Beautiful, idyllic Cedar Key.

Then we sailed on down to Crystal River the next day. This is how we were greeted... I think these three photos says it all for the great Floridian welcome.


There were no warnings. They just aimed straight at us in the middle of a wide channel and passed as closely as possible. Our sails were out and clearly visible. We radioed them and asked what they were playing at as this is a no wake zone.

What was said was that they were local, had a living to make and one reply was, "if you can't take the heat, get out the kitchen." (!!!!!)

You would think that as locals they would be a little more concerned for their environment and their manatees and dolphins there. We met up with the larger boat at the marina, on land a very nice individual, said he'd had a bad day fishing. All I can say is that God dishes up what you deserve.
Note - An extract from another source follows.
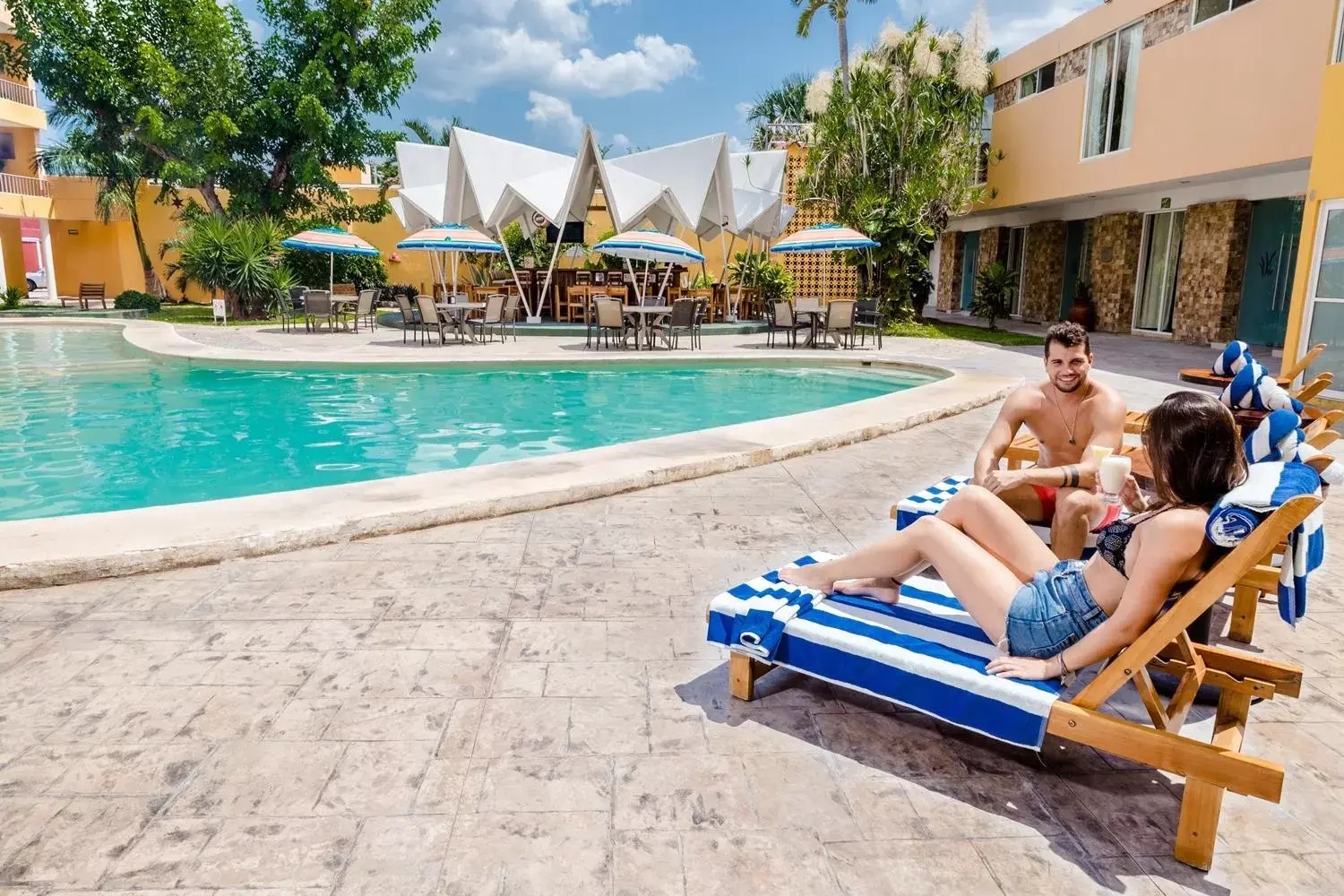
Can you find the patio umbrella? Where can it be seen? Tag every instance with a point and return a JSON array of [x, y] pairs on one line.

The next day we left in the fog again for Tarpon Springs to meet up with the others.

The trip was easy. Triton's Trumpet overtook us even though they had to go out further. There was no room at Tarpon Springs, so we went a little further toward the ICW. It was here we found paradise, I knew then I had to stay here, I felt home, really at home. I will not say where I was because it would get spoiled. Only locals know this place and that is the way it needs to stay. We stayed 3 days and enjoyed beautiful warm weather and paddling along deserted beaches.

The beach.

William in his favorite place.

Dreamweaver going where few sailboats can go. Thank God for shallow drafts!

Dinghying the hidden channels in the mangroves.

On a tree once owned by a Swiss immigrant who claimed this land as his own paradise on an abandoned sailing trip to the South Seas!

The aliens have landed.

We could not stay here. We have to work. I decided I really would like to work with children again, so I am looking to work as a private nanny for a year or two at least. This is the beauty of being away from the workplace for so long, as well as doing something so life-giving and soul-searching. Time to sit back and ask,"Who am I? How do I want to spend my life?" rather than, "How much have I GOT to earn? What am I going to torture myself with for the next 15 years?" I had brought all my credentials and certifications with me, I laid them out on the table and put them in order. It was like asking God, "What is this telling me?" I am an artist, I am creative in many ways more than the ability to put marker to canvas. I felt like I was painting a picture of myself to reflect a calling. I opened up the computer and opened old work files from my teaching days, the days I worked with my nursery and the days I worked with Tom, Jimmy and the other children and adults with learning disabilities. I looked at my babies, the ones that I loved and brought up for the the first few years of their lives in my nursery. I miss that. I love art, and my sewing and painting will always be an enormous part of my career, but the caring side of me requires the fulfilment I experience from nurturing. My artwork always improves with the inspiration I get from teaching and caring for others.

Enough pondering, and on with the journey! I like to do, not think about it!

After the sojourn in paradise, we decided to catch up with La Kay and Chipper who were in Clearwater. We pulled up and anchored at Clearwater Beach and enjoyed a couple of warm days eating fish. After saying our final good byes, we sailed off to Boca Ciega Bay and our final destination for this part of the journey. We started here, and we will stop here now. We sailed up and down the Bay, screaming with delight, tearing the sails off their hooks in our 5.4 knots, and heeling right over at 20 degrees on a turn. This is what we wanted to do, so why go further? We stayed for 3 days, anchored in silence with decrepid, deserted boats swinging nearby.


We feel very happy together in our little boat. The weather deteriorated, and we decided to move into a marina for a while until we have got settled here. This does not mean and end to the weblog. This is just a chapter. Call it the "Prologue".